When I wrote a requiem for the dinocyst-salinity transfer function, one of the issues I raised was the effect of incomplete sampling of environmental space such that transfer functions were forced to interpolate (extrapolation I’ve examined elsewhere). I raised the same issue when I wrote a comment on Klein et al at Climate of the Past Discussions, but was worried that I could not cite any paper to support this claim. Hence, I resolved to investigate this problem as soon as my postdoc Mathias had compiled an R package for simulating species abundances along environmental variables, an excuse to test the code.
The problem is that the dinocyst-salinity calibration set is patchily sampled in environmental space; there are clumps and lacunae.
The immediate effect of this is to make some taxa appear to have bimodal relationships with salinity. Bimodality could also occur if multiple taxa with distinct environmental niches are lumped together because they cannot be distinguished morphologically. The transfer functions have to interpolate from the clumps into the lacunae – how well do they do it?
I was going to simulate species abundances for calibration sets with lacunae forming either zebra stripes or a chessboard pattern and then test the difference between cross-validation performance and the performance estimated using a uniformly distributed validation set for different transfer function methods.

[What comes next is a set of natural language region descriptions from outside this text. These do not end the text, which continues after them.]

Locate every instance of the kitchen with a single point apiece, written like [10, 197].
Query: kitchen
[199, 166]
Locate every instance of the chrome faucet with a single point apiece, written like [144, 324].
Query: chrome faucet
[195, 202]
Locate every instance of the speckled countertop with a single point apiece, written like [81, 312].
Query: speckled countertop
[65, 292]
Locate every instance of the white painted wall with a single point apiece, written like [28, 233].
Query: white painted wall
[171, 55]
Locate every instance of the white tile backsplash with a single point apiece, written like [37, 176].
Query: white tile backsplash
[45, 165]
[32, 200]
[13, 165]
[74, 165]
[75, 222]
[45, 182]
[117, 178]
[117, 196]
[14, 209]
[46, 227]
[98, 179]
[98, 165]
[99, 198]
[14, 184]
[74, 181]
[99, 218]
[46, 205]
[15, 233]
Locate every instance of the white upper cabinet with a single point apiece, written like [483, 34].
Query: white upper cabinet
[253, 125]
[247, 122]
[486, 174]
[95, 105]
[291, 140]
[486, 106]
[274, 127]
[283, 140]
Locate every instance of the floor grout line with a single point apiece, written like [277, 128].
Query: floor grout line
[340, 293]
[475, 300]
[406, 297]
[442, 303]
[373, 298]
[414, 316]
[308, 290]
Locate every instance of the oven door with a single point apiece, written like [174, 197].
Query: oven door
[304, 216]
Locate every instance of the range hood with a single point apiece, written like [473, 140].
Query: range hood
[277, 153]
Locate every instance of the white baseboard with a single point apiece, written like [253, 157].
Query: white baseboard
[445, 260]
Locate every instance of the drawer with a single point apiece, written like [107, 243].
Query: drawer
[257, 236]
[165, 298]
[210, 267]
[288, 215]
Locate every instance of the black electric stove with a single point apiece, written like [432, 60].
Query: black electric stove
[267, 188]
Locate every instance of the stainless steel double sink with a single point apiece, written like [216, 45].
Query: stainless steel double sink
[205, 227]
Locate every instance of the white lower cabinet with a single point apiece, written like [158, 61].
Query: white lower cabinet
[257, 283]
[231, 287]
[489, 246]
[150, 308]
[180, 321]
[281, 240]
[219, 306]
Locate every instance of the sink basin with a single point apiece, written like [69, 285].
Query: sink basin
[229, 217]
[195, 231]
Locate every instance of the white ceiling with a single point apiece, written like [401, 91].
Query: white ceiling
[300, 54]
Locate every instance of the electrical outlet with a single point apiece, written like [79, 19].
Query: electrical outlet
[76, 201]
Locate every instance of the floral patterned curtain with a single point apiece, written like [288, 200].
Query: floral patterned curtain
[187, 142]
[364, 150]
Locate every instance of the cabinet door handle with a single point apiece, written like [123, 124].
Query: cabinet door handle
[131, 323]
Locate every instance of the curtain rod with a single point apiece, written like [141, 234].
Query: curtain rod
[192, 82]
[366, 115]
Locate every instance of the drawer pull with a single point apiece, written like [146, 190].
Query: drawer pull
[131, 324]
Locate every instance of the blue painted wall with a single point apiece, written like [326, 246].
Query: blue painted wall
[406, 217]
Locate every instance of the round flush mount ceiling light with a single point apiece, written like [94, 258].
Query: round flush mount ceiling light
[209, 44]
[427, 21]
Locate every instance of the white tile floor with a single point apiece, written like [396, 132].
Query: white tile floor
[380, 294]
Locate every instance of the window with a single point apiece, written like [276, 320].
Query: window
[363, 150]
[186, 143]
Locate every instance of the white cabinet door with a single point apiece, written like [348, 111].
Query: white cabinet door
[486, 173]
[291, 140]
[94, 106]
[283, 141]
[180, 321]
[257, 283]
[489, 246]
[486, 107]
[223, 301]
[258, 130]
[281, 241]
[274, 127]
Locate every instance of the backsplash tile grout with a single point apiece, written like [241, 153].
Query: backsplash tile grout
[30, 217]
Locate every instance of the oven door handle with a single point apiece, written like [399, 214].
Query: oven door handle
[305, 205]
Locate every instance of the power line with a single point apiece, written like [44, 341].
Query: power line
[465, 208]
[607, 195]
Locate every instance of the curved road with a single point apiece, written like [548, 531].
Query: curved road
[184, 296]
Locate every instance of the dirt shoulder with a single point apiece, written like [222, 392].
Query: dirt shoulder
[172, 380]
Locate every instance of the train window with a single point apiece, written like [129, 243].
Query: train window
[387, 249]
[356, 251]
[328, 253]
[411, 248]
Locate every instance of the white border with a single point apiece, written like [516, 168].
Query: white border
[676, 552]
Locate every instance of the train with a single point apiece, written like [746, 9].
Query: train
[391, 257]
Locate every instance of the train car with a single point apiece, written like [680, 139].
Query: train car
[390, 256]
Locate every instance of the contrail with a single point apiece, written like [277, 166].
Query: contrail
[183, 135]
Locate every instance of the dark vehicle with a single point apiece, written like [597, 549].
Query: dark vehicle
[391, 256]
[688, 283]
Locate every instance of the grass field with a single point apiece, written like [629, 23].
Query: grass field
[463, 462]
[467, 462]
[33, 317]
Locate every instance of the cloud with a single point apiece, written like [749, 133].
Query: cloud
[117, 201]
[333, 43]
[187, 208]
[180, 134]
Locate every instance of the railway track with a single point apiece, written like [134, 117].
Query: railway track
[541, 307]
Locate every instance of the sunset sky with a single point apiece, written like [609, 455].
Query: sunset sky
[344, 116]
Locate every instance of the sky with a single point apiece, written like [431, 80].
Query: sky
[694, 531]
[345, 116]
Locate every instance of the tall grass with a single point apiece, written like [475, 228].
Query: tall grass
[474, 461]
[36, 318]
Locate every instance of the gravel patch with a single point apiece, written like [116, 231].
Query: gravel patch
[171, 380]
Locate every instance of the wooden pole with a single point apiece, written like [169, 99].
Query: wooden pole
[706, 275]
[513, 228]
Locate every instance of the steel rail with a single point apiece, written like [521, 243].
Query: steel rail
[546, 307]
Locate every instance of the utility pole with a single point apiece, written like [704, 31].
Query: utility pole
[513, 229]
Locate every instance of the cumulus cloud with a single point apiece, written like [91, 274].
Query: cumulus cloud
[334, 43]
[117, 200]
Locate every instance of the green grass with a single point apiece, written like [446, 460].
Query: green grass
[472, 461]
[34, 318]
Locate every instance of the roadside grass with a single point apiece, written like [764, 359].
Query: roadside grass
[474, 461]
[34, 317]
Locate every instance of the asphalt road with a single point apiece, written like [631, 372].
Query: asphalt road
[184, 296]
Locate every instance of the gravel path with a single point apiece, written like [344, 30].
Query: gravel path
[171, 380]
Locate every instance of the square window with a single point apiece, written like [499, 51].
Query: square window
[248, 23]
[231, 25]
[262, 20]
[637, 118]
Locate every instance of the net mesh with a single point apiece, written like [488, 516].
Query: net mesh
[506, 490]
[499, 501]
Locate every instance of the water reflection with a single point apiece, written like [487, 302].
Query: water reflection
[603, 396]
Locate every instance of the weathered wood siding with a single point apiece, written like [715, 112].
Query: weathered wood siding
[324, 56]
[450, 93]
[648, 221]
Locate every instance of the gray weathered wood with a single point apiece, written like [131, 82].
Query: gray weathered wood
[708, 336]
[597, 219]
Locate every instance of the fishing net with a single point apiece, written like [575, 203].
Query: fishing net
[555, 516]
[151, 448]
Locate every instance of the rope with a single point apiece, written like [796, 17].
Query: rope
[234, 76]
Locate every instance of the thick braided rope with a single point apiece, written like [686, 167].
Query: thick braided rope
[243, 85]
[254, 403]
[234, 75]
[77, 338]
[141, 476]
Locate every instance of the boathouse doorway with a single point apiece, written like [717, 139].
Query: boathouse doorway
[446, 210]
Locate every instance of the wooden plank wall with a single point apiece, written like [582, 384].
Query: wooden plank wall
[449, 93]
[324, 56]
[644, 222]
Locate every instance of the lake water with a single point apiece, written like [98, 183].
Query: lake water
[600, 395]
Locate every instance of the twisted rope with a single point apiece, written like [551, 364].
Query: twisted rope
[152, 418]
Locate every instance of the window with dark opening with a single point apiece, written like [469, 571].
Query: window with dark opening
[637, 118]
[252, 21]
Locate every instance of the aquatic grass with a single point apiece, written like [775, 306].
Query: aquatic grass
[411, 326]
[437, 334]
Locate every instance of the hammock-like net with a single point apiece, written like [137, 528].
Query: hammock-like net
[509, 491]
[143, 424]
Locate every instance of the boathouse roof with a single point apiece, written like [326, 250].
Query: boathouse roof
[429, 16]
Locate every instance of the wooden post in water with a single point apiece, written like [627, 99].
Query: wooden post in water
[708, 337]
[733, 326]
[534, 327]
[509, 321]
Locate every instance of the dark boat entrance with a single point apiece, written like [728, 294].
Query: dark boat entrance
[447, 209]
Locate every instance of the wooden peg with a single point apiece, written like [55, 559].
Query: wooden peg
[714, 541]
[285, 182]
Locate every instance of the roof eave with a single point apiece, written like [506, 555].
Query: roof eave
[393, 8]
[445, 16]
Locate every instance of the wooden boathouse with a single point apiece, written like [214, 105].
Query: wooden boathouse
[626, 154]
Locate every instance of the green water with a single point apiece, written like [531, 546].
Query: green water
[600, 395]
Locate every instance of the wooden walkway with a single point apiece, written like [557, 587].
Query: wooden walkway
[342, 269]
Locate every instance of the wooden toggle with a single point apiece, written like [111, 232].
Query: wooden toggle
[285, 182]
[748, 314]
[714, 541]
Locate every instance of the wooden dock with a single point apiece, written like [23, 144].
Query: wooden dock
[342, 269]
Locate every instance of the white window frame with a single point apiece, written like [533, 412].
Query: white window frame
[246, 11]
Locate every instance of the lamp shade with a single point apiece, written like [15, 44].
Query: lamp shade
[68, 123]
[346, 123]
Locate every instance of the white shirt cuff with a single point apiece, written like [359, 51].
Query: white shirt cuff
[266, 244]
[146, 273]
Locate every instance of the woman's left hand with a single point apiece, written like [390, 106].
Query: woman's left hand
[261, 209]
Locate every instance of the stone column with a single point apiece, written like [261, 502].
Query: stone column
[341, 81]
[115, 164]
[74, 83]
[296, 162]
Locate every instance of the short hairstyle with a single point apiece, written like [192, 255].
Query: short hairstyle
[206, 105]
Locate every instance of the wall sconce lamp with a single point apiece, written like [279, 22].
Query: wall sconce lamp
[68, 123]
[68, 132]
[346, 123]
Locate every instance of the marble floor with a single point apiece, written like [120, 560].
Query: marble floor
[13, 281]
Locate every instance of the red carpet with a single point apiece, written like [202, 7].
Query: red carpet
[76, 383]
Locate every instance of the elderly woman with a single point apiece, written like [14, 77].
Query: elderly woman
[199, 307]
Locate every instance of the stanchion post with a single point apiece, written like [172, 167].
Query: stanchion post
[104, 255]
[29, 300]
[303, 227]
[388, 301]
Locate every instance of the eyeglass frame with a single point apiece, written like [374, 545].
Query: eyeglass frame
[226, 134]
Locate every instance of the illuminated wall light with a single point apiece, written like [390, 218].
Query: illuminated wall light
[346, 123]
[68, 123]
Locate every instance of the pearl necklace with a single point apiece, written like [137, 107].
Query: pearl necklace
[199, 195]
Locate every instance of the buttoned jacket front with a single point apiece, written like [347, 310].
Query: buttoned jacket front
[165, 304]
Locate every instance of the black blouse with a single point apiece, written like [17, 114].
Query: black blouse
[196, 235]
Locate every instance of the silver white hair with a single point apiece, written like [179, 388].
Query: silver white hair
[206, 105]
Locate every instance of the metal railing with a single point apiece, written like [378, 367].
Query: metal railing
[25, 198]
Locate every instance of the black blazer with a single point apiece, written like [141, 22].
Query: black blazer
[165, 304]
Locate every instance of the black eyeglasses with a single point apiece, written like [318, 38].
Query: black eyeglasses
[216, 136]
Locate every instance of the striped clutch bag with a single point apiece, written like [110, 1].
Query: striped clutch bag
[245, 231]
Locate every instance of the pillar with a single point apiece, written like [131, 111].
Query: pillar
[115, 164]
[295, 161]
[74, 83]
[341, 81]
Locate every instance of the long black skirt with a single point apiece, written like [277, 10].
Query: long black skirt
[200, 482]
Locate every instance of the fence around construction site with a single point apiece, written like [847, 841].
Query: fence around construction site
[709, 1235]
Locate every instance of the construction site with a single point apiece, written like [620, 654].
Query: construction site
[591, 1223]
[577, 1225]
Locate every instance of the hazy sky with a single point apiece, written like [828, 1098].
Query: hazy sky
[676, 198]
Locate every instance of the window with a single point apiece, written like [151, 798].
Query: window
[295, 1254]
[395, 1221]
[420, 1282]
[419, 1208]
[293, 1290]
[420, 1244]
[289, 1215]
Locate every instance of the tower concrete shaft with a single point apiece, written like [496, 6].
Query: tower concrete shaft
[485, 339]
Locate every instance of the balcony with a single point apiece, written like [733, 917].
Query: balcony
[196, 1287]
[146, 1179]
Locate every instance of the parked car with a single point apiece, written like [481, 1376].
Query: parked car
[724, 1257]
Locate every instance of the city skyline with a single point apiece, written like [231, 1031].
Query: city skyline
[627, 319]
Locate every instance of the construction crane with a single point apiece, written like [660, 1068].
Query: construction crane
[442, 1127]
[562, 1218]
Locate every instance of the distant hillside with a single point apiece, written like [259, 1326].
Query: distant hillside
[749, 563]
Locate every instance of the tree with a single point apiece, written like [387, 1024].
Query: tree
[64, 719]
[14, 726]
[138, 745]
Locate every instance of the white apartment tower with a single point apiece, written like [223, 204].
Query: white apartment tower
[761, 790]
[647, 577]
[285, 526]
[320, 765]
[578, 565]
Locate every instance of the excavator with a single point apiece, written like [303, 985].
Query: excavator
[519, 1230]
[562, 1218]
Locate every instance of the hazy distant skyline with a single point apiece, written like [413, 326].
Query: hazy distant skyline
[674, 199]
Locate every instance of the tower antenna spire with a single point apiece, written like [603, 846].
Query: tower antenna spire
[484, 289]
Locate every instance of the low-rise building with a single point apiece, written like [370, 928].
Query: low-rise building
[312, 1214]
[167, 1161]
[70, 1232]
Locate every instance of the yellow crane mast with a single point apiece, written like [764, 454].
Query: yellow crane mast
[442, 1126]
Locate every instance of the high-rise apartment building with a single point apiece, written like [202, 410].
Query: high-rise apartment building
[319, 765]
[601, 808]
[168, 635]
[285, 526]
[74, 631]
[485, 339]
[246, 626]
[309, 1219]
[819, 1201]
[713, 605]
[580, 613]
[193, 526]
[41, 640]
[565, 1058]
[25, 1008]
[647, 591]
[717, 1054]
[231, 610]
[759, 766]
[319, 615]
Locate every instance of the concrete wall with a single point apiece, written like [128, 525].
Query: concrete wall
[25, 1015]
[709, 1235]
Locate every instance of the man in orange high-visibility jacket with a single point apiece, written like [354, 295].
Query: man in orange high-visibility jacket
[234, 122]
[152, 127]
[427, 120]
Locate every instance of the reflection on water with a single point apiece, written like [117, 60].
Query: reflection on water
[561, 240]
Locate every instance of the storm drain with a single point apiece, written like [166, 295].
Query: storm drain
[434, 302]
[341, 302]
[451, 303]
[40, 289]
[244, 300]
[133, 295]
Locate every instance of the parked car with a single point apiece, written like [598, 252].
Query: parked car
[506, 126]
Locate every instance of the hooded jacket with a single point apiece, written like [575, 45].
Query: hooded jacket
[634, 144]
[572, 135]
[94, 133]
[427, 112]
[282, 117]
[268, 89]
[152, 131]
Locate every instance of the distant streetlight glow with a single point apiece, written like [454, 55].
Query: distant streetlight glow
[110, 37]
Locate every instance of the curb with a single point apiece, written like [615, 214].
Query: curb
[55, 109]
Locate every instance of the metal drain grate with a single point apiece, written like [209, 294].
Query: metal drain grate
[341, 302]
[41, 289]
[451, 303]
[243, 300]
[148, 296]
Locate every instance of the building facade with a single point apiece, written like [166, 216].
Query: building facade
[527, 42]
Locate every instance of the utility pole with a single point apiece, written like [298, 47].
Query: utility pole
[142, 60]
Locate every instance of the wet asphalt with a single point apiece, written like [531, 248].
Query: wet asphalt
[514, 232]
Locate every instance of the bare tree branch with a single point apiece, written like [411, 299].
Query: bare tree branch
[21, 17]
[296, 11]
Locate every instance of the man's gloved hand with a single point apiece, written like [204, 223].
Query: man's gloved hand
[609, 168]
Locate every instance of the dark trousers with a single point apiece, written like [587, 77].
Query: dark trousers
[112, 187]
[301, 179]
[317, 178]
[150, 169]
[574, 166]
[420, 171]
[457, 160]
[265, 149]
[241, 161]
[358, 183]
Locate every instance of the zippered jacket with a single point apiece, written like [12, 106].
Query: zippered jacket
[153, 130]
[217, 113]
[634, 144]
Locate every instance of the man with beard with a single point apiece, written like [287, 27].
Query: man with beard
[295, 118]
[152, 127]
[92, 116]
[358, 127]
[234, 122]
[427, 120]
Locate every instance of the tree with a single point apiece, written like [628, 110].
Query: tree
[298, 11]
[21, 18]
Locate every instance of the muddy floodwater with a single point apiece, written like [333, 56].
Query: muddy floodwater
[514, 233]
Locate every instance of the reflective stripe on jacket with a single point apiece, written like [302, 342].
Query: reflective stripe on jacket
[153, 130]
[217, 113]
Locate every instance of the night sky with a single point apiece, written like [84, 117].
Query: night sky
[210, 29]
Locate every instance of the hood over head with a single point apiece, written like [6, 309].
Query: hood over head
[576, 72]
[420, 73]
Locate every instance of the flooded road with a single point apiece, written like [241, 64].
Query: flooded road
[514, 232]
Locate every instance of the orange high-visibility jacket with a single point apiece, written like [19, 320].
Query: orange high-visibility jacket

But then, I realised that this is essentially the same problem as I explored in Telford and Birks (2011), “Effect of uneven sampling along an environmental gradient on transfer-function performance”. Lacunae are simply the extreme case of uneven sampling, and it makes no obvious difference whether a single environmental variable is unevenly sampled or if environmental space as a whole is unevenly sampled. The effect will be the same: transfer function performance estimated by cross-validation will be optimistic, with the modern analogue technique much more optimistic than weighted averaging.
I don’t think I need to repeat the analyses of Telford and Birks (2011) to demonstrate this. Persuade me otherwise and I can run through an analysis and submit it somewhere.
I have some other plans for testing the species simulation code (will be submitted to CRAN when tested, otherwise available on request).